İsmi pek bilinmez. Tanınmaz. Öne çıkanlardan değildi. Ama Hz. Peygamber'in (s.a.v.) dönemini anlatan kitaplara -ağacın dalını tutan sahabi' tanımlamasıyla geçmiş.
Neydi o özel olay.
Hz. Peygamber (s.a.v.) vefatından 4 yıl önce, 1400 sahabeyle silahsız olarak, ihrama girmiş halde Mekke'ye gitti. Gayesi umre yapmaktı. Ancak Mekkeliler Hz. Peygamber'i (s.a.v.) ve sahabesini Kâbe'yi ziyaretten alıkoydular.
Hz. Peygamber (s.a.v.) ortamı yumuşatması, niyetlerini iletip müzakerede bulunması için damadı olan Hz. Osman'ı gönderdi. Mekke'ye, çok da yakın olmayan ve Hudeybiye denilen yere çadır kurdu.
Ancak bir müddet sonra Hz. Osman'ın öldürüldüğü haberi geldi. İşte bunun üzerine Hz. Peygamber (s.a.v.) orada bulunan 1400 sahabeyle bir ağacın dibinde bir araya gelerek biatta bulundu. Tek tek herkesin elini tuttu ve sonuna kadar, ölümüne kadar direnme ve sadakat yemini yaptılar.
O gün Hz. Peygamber bir ağacın altında oturmuş ve sahabenin sözlerini orada almıştı.
Ağacın tepesinden bir dal efendimizin yüzüne sarkıyordu. Bu satırlarda kendinden bahsettiğimiz sahabi 'Ma'kil bin Yesar' yemin boyunca o dalı elleriyle tutup Hz. Peygamber'in (s.a.v.) yüzüne gelmesine engel oldu. İşte o günkü o olay onun bir nişanı oldu. Ağacın dalını Efendimizin yüzünden uzaklaştıran sahabi olarak tarihe geçti. Kur'an-ı Kerim "ağacın altında seninle biatleşenlerden razı oldu" (Fetih, 18) ayetiyle o anı ölümsüzleştirmişti.
Hz. Ömer onu Basra'ya vali yaptı. Kendi ismiyle şöhret bulmuş büyük bir nehir kazandırdı Basra'ya. Makil Nehri ismi. Böylece iyilik ve iyi iş yapanların eserleriyle anılabileceğine yol açtı.

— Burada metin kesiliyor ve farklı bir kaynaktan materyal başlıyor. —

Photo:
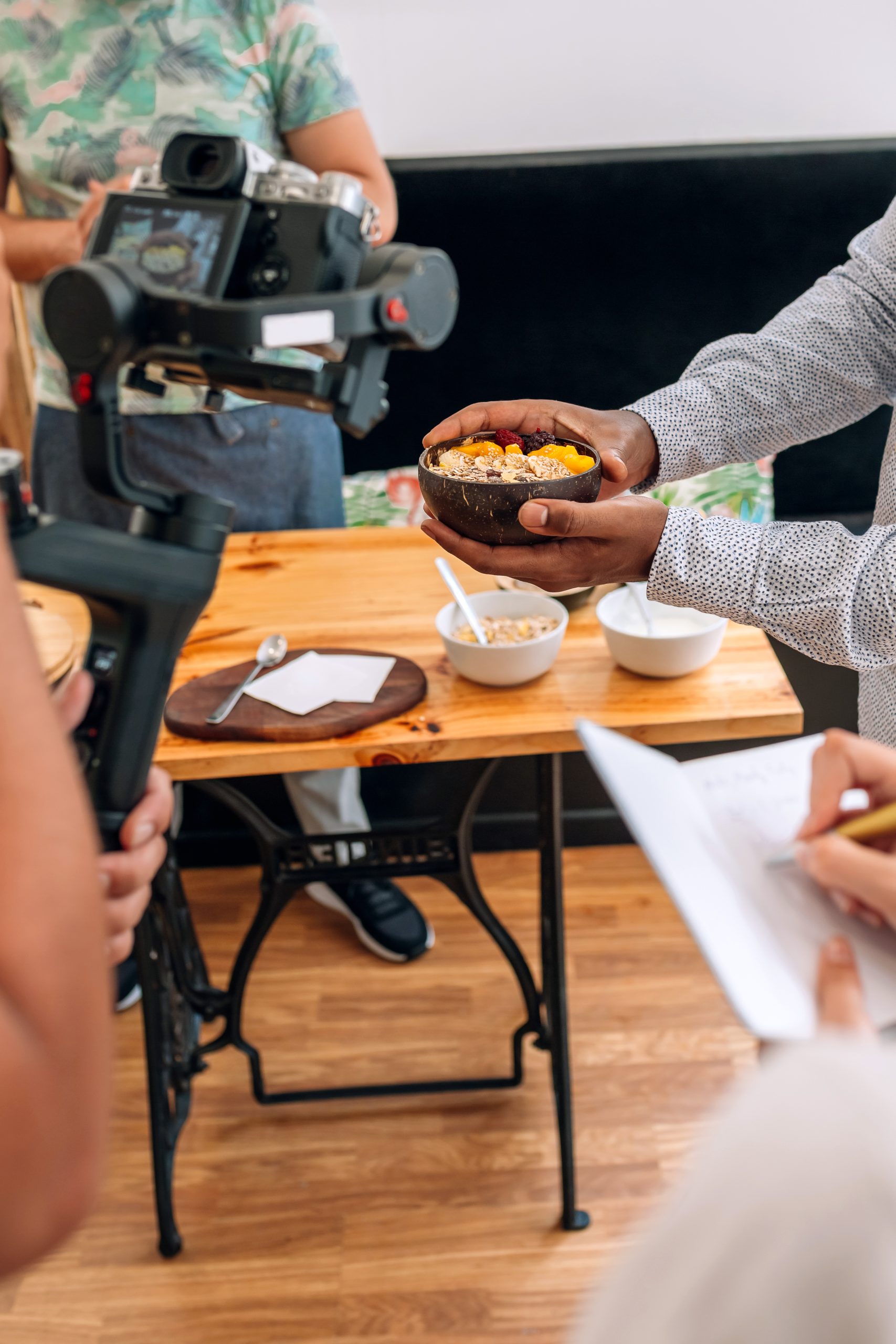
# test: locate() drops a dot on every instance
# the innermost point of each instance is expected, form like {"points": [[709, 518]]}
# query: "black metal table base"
{"points": [[178, 995]]}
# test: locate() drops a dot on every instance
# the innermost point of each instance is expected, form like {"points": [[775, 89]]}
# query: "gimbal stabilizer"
{"points": [[147, 588]]}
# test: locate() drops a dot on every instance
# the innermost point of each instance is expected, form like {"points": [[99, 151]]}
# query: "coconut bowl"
{"points": [[487, 511]]}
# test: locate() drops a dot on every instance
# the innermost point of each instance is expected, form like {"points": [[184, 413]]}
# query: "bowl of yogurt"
{"points": [[681, 640]]}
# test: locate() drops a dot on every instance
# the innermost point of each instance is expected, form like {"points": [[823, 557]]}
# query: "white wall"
{"points": [[453, 77]]}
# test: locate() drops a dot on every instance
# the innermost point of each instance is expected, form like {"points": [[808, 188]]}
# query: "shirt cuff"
{"points": [[710, 563], [683, 418]]}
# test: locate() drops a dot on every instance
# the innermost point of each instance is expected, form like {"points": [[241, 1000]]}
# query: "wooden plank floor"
{"points": [[426, 1220]]}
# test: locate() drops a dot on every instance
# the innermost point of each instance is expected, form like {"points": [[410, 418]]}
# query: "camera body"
{"points": [[222, 218]]}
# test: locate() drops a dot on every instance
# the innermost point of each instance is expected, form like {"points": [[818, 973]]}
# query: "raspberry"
{"points": [[537, 440], [505, 436]]}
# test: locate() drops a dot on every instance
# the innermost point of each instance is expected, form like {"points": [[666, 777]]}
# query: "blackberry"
{"points": [[539, 440], [505, 437]]}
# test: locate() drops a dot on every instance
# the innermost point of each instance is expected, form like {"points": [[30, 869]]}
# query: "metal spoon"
{"points": [[270, 652], [641, 603], [461, 598]]}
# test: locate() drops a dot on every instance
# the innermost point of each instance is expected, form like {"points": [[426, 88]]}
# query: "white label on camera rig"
{"points": [[281, 330]]}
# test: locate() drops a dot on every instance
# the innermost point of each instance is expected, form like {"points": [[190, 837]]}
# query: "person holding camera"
{"points": [[824, 362], [89, 93], [66, 915]]}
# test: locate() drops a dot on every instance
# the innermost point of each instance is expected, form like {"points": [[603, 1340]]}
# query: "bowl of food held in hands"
{"points": [[477, 484], [523, 632], [657, 640]]}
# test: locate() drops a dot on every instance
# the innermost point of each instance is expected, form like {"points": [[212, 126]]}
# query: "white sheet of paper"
{"points": [[318, 679], [707, 828]]}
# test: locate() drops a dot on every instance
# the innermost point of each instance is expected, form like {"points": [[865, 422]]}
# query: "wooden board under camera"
{"points": [[254, 721]]}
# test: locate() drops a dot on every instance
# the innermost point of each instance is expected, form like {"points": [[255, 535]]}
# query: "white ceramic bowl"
{"points": [[503, 664], [659, 655]]}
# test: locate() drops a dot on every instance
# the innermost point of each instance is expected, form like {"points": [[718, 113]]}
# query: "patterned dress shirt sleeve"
{"points": [[825, 362]]}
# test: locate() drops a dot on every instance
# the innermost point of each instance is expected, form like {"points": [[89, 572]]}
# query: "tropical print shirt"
{"points": [[97, 88]]}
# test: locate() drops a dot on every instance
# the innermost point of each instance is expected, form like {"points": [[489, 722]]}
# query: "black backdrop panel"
{"points": [[596, 279]]}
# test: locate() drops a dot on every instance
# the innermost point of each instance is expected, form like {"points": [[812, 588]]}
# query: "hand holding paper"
{"points": [[318, 679], [708, 828]]}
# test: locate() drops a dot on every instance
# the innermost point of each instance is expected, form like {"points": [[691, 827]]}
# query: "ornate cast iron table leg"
{"points": [[554, 976]]}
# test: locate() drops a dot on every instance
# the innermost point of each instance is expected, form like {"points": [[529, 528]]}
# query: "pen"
{"points": [[870, 826]]}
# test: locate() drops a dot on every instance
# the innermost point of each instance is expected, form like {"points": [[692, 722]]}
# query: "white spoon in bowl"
{"points": [[461, 598], [640, 596]]}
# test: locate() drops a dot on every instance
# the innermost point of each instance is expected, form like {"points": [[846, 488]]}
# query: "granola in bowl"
{"points": [[507, 629], [499, 467]]}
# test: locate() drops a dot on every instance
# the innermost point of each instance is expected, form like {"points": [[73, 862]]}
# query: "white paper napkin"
{"points": [[318, 679]]}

Son anlarında vefat ederken ziyaretine gelen Ubeydullah'a şu hadisi rivayet ediyordu:
Efendimiz şöyle buyurdu dedi: "Allah birini birilerine idareci yapar da o kişi de onlara Allah için tavsiyede ve öğütte bulunmazsa cennet kokusunu duyamaz.
Halbuki cennetin kokusu yüz yıl öteden duyulur." Allah'ın rahmeti üzerine olsun.